Kind Promise: I will be tender with weaknesses.
“For every ailment under the sun
There is a remedy or there is none
If there be one, then seek and find it
If there be none, then never mind it.”
— Mother Goose
“You are standing gratuitously,” my husband reminded me. It was 15 years ago. I was at our baby shower and he knew that if I was standing around now, my legs would weaken and I would not be able to stand later. In those days, I was budgeting leg strength.
Now, sitting in my wheelchair, I am budgeting arm strength. I feel like I am underwater from the shoulders down. When I lift my right arm, my hand only goes as high as my shoulder. With my left arm, I can reach for the sky, but the air is heavy, weighing me down.
My monster-mind makes it worse, of course. I immediately think “this – and worse – are what I will have to deal with from now on.” I think about all the things I will not be able to do. I get angry. I get sad. Despair sets in. My body’s weakness is compounded by weak thinking.
Asking myself to be tender with this weakness is a Big Request.

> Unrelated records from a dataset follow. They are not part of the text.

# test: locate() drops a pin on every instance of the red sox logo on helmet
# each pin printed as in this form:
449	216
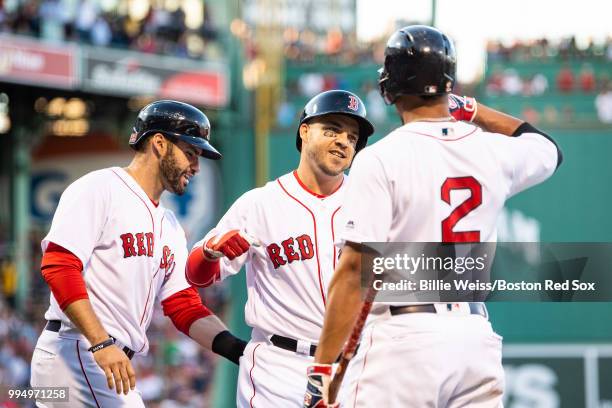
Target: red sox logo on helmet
353	103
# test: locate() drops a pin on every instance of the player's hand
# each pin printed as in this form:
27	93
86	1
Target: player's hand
317	390
117	368
232	244
462	108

There is no remedy for this ailment, but it is difficult to “never mind it.”
An interesting thing happened a moment ago: I said “this weakness” and my assistive software typed “this sweetness.” I gasped a little. Looking at myself – body and mind – from outside, I see the sweetness of my position: losing physical strength and capability but determined to practice mental habits that will anchor me in strength and creativity so firmly that no outside circumstance can tear me loose. There is sweetness and tenderness there.
I need to create a mental response to the monster-mind panic that greets weakness. Mother Goose and the Serenity Prayer (there’s a name for a band) are too flippant. Mentally saying “never mind it,” will come with a snarl and “accept the things I cannot change” will come weighted with resignation. I need something else.

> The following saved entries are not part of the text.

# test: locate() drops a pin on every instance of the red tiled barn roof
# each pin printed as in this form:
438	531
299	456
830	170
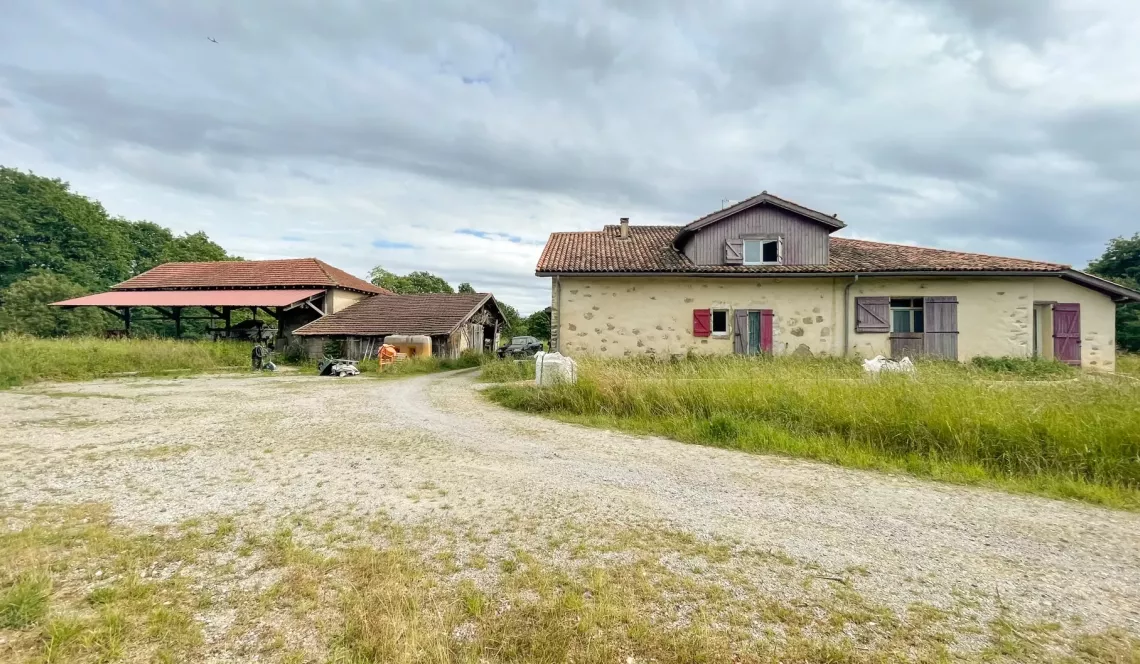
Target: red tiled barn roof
420	314
249	274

I’ve been tired lately and, when I’m tired, I watch TV. I watched Jim Carrey on “Inside the Actors Studio.”
Jim Carrey: I still haven’t gotten done what I want to do.
James Lipton: Do you know what it is?
Carrey: Yeah. Explode into a ball of light.
The audience laughed. The two men looked at each other, Lipton watching Carrey to see if he was making a joke. Then everyone in the theater was serious and silent for a few moments.
That speaks to me. The danger of working with the idea of weakness this month is that I am so conscious of it. I am so tired, so weak. It doesn’t help me to shrug and never mind it. It doesn’t help me to imagine accepting these things I cannot change. It does help me to think, “someday, I will explode into a ball of light.”
Kate, hello Buddha Chickie!
This blog is LOVELY! So well written and so true and honest. Talk about transparency! I just love that the assistive software heard “sweetness” – wow.
Your basic question is everyone’s question, perhaps, healthy or ill. I just cried for 3 days, feeling helpless, vulnerable, uncared-for. The human condition is just so darned hard to embrace, but embrace we must.
You might like my blog: http://www.57andthensome.wordpress.com
I use many difference approaches on my blog, and it is hard to say what it is really about! Yours has made me think and consider!
Kate, have you tried Tonglen? It can be a meditation, or it can be something you do for just a moment or a few minutes. I do it sometimes with a client who is particularly stressed. You elect to breathe in the pain/sorrow/anguish. You breathe it in and accept it for what it is. Then you breathe out clear blue calm air. It seems “crazy” at first because it is the opposite of what we’ve been taught. At first you feel like it’s nuts to breathe in a heavy foggy misery! But when you let out all of that beautiful clear air, it’s a lovely thing. You can, of course, do this for yourself. I usually forget to when I am miserable or in pain! But at least it’s something to try!